Wall Street remained shuttered Tuesday as post-tropical storm Sandy battered New York City for the second straight day.
The New York Stock Exchange, Nasdaq and CME exchanges remained closed while officials tested contingency plans and backup systems, hoping to ensure trading can resume as normal later in the week.
Large parts of Manhattan were flooded by late Monday and early Tuesday. Water cascaded over several seawalls in lower Manhattan and a highway close to the island's east side was flooded.
CNN and other U.S. media reported early Monday morning that the trading floor of the NYSE was under a metre of water.
But a spokesman for the exchange confirmed to CBC News that those reports were untrue. "[That] report was totally wrong," Ray Pellechia said. "No water at all in [the] building or surrounding streets."
Officials say they hope the exchange can open and get back to normal business on Wednesday. "It's a monumental event, and we take it very seriously," said Larry Leibowitz, NYSE's chief operating officer. "It's not a hyped-up drama."
At a Duane Reade drugstore a block or so away from the NYSE building, there were signs of life. One man was buying candles, scented, and asking for extra matches, as another walked out clutching a 12-pack of beer.
Airlines cancelled thousands of flights and stranded travellers, while insurers brace for payouts estimated to be in the $5 to $10 billion range, catastrophic loss modelling firm Eqecat said.
The company's preliminary estimates are that the total damage will range between $10 billion and $20 billion. That could top last year's $15.8 billion tally for Hurricane Irene. CoreLogic, a private data provider, estimates there are 284,000 homes worth about $88 billion in the hurricane's path.
If so, Hurricane Sandy would be among the 10 most costly hurricanes in U.S. history. But it would still be far below the worst — Hurricane Katrina, which cost $108 billion and caused 1,200 deaths in 2005.
"Assuming the storm simply disrupts things for a few days and it doesn't do significant damage to infrastructure, then I don't think it will have a significant national impact," Mark Zandi, chief economist at Moody's Analytics, said Monday.
Experts also note that while natural disasters often hit the economy in the short term, the rebuilding dollars that follow often stimulate the economy to come back stronger than it was before.
Here are some more ways the world's largest economy is being affected by the storm:
Air travel in the Northeast is all but stopped for at least two days. Airlines cancelled more than 10,000 flights for Monday and Tuesday from Washington to Boston. The disruptions spread across the nation and overseas, stranding passengers from Hong Kong to Europe. Carriers could suffer a short-term hit to earnings as they spend more to shuffle crews and planes. The airline cancellations have already surpassed those from Hurricane Irene last August and are on par with those from a major snowstorm that socked the East Coast early last year.

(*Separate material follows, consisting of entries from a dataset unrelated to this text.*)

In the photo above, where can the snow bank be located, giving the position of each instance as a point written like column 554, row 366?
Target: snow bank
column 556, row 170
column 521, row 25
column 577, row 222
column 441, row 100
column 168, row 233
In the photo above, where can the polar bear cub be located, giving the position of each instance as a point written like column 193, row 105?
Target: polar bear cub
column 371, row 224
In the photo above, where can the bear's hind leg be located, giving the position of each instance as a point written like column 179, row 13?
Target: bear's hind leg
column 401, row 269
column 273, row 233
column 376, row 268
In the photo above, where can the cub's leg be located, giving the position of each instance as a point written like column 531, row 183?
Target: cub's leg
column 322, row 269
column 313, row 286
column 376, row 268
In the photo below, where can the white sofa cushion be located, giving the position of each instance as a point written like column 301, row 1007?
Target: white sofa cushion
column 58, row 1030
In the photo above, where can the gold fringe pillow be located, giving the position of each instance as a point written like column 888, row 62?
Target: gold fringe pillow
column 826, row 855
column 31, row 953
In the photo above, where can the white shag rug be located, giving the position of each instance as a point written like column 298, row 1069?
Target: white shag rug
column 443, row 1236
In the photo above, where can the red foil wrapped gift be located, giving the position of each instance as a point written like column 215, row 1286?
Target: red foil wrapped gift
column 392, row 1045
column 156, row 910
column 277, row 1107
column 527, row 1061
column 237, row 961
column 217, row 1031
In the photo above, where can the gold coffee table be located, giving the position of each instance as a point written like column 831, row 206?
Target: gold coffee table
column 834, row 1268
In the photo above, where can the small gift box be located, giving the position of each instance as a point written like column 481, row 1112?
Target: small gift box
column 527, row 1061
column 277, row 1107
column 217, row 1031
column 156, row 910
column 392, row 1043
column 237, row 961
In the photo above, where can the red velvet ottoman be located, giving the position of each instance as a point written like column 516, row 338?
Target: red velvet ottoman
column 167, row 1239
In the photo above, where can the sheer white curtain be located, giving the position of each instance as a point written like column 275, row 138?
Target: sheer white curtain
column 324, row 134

Three nuclear plants were shut down as a precaution, and authorities dispatched monitors to examine 11 others for signs of stress. The Salem Unit 1 in southern Delaware, Nine Mile Point and Indian Point 3 in N.Y. were all shuttered. The fear is that Sandy could disrupt the flow of water that the plants need to intake to stay cool, but as of yet there's no evidence that's happening.
The nation's major retailers are expected to lose billions of dollars, and the losses could extend into the crucial holiday shopping season. Sales at department stores, clothing chains, jewellers and other sellers of non-essential goods are expected to suffer the most.
Power outages and disruptions in major East Coast cities "may take a toll on demand unlike anything we have seen before," Phil Flynn, a senior market analyst for Price Futures Group, wrote in a report. Some of the biggest oil refineries in the Northeast were closed, and others were running at reduced capacity. As businesses closed and drivers stayed home, demand for gasoline was expected to fall.
The cost to insurers is expected to rival the insured damage from Hurricane Irene last year. Damage from Irene cost insurers roughly $5 billion, according to Sterne, Agee & Leach Research. Because the storm is hitting a highly populous region, with "one of the highest concentrations of wealth in the world," the damages are likely to run into the billions, say analysts at Morgan Stanley.